Board member Jerry Zumalt said he feels part of the reason for their absence could be due to staffing.

“I don’t want to make excuses, but I know it’s tough,” he said.

“I believe they are stretched,” added board chair Al Bolden.

Head of maintenance and EMT Bill Spencer also spoke on the table top service and the importance of an incident command system.

“The worst thing to say is, ‘bring all the patients here,’” he said. “You’re just moving the disaster from one scene to another.” He discussed the importance of planning and knowing what other hospitals are able to do and what specialists are on staff.

Spencer also spoke to a question from board member Jim May regarding the need for EMS workers.

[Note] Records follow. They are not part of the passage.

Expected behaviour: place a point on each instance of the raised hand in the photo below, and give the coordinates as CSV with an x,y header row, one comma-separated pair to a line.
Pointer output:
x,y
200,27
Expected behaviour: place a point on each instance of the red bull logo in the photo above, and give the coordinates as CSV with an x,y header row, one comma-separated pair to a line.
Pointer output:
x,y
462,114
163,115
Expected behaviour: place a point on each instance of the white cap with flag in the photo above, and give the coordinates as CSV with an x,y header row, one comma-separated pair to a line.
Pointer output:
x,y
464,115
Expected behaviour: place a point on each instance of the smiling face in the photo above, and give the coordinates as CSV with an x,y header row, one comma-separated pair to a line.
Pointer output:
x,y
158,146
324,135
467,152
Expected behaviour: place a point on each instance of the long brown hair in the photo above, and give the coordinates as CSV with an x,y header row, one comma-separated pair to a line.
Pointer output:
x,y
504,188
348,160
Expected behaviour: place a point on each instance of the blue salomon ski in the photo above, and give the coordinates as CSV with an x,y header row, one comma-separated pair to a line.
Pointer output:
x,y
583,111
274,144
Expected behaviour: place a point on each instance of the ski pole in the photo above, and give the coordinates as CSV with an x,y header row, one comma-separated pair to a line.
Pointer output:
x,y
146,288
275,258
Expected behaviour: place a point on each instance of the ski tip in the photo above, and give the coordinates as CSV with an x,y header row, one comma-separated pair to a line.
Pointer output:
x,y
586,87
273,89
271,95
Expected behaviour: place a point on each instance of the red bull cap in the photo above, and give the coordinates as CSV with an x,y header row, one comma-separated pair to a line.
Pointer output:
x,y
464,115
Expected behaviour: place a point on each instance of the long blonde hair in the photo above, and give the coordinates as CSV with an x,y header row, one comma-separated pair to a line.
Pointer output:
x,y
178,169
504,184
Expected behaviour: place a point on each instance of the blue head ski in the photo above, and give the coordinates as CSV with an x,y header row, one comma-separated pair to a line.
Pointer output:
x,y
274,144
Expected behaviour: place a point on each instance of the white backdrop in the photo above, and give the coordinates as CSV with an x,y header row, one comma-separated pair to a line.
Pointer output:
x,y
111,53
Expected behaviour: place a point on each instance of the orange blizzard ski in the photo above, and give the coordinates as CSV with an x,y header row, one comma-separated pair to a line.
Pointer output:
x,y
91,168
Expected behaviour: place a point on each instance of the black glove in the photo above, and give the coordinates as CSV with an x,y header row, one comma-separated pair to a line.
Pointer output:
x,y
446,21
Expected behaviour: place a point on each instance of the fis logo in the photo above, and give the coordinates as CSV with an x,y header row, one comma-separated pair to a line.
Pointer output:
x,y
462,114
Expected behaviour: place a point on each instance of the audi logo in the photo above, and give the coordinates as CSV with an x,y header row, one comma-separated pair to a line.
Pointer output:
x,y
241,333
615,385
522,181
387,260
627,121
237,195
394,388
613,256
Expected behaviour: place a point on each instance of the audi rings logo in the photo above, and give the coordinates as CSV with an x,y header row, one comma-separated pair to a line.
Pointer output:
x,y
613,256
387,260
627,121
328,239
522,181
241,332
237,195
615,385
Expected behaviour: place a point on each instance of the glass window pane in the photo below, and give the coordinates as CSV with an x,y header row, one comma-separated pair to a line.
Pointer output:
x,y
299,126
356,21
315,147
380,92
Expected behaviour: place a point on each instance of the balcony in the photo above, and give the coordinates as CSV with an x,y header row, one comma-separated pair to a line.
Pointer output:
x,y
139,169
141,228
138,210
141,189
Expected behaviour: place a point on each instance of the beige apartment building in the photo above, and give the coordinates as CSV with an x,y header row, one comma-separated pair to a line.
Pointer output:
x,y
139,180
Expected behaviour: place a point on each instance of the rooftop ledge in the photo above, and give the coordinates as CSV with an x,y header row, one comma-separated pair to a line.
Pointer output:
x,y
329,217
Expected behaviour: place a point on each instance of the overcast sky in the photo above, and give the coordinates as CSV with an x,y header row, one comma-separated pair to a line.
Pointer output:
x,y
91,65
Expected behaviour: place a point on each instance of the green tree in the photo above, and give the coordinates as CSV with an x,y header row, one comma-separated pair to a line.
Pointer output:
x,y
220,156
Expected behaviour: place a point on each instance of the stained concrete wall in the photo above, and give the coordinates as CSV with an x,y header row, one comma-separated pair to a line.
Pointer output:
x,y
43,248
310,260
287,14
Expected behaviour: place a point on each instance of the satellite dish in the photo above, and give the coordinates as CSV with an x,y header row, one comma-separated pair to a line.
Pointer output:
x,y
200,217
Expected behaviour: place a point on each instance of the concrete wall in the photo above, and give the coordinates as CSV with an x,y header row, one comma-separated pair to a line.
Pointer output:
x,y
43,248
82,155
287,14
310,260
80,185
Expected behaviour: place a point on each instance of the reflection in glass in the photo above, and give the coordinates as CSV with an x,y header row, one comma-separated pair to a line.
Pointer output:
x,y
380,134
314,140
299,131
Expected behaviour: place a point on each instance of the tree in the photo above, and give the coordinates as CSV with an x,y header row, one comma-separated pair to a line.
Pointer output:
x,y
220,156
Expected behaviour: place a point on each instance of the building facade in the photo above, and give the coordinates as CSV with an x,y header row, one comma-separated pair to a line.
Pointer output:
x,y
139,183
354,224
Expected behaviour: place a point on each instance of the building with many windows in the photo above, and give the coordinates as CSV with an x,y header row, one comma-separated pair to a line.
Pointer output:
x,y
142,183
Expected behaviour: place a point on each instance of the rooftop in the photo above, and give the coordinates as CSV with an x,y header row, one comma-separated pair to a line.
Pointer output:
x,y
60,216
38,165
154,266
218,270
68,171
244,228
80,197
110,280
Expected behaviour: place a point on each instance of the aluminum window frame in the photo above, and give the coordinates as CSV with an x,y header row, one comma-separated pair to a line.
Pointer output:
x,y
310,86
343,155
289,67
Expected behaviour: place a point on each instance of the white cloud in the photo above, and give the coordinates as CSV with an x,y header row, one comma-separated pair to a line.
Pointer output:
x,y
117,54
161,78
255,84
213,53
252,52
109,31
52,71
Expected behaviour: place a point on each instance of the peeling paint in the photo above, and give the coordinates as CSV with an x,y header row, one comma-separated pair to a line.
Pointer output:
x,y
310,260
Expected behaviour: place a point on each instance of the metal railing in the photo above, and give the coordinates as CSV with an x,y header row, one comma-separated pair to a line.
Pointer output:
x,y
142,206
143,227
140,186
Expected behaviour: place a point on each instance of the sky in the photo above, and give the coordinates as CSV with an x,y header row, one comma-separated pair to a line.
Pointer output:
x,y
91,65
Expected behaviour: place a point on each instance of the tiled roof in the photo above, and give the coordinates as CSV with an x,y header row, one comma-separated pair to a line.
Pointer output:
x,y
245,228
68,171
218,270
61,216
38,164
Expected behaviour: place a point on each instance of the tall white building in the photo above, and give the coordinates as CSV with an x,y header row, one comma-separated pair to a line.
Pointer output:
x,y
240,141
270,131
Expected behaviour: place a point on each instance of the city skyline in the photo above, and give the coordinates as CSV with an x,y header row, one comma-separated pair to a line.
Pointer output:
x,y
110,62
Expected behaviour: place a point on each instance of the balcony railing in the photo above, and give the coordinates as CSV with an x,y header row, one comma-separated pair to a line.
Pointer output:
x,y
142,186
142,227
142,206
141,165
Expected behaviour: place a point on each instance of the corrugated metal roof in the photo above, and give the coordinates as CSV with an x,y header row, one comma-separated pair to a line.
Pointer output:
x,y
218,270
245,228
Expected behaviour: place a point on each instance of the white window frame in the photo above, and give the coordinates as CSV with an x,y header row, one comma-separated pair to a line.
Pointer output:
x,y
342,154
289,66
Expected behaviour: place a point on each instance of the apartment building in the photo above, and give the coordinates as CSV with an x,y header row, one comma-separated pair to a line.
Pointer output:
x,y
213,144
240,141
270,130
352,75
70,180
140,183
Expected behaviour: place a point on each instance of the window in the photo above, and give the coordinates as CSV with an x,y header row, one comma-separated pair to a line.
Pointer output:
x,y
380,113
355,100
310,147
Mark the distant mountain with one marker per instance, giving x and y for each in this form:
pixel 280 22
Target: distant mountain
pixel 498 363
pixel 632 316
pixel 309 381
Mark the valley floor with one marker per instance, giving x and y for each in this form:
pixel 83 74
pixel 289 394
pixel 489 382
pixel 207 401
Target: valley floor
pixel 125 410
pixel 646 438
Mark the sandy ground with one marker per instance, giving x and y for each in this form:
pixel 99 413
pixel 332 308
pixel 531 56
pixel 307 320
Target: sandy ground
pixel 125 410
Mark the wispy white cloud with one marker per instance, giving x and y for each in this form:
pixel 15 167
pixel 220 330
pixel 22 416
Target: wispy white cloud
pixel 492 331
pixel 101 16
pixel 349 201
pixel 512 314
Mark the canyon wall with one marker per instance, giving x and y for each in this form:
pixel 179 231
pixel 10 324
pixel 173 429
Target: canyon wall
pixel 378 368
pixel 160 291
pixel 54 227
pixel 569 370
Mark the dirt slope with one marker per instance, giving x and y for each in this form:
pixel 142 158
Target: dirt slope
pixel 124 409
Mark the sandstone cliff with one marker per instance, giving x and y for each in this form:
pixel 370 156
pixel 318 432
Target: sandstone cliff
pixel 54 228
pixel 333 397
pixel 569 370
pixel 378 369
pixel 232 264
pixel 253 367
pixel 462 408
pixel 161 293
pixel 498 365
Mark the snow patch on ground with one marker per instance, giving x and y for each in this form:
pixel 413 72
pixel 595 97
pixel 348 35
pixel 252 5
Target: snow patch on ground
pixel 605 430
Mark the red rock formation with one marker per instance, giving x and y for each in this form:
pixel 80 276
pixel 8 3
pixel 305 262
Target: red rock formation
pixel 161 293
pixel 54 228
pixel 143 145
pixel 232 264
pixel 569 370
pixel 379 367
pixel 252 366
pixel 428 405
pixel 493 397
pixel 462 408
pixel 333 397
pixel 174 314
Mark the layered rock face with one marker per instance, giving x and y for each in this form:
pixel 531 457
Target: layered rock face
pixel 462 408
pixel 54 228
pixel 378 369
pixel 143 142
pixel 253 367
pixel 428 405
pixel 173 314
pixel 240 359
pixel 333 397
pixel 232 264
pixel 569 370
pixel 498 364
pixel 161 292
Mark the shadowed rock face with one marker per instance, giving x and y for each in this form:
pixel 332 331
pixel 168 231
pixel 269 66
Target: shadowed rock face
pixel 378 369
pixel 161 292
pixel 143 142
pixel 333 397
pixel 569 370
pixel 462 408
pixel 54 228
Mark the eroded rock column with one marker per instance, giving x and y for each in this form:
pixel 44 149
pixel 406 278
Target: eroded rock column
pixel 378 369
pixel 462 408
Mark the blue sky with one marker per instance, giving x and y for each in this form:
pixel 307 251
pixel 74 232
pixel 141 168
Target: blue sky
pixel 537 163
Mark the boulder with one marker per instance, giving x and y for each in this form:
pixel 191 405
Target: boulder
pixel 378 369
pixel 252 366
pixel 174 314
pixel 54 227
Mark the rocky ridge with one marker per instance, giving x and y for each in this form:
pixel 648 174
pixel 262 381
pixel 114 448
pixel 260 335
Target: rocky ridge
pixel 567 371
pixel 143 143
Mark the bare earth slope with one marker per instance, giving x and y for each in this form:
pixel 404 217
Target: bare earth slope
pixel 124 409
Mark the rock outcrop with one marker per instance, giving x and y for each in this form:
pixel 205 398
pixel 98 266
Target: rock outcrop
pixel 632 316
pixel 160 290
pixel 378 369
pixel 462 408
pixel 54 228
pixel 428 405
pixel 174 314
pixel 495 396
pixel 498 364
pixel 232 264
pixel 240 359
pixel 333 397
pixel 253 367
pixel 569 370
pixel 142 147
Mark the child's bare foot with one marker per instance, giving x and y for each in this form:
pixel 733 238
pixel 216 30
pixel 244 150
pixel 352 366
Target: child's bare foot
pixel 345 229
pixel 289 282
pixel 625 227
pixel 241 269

“In the last two years in Grangeville we have had some younger members join and it’s been a real blessing,” Spencer said.

In other news, Syringa’s CFO and interim CEO Betty Watson presented a $21 million budget to the board which was accepted unanimously.

Syringa’s largest budget item includes salaries and wages ($7.8 million), employee benefits ($1.9 million), professional fees ($662,000), utilities ($265,000) and supplies ($1 million). Budgeted for property tax revenue for the Syringa district for the coming year is approximately $460,000.

To see a full budget, contact Watson at Syringa at 983-1700. The budget was printed in the Free Press Aug. 16.

Medical chief of staff Dr. Matthew Told reported to the board news within the medical staff and said he is proud of Syringa for its focus on quality.

“I really feel we are on the edge of greatness,” he said. “My goal is to keep going and add on to the clinic clear to the road.”

The clinic will be host to an open house during Oktoberfest for the public to view the newly remodeled reception, waiting and exam room areas.

The next meeting is set for Tuesday, Sept. 26, 12:30 p.m., Soltman Center. The public is invited to attend.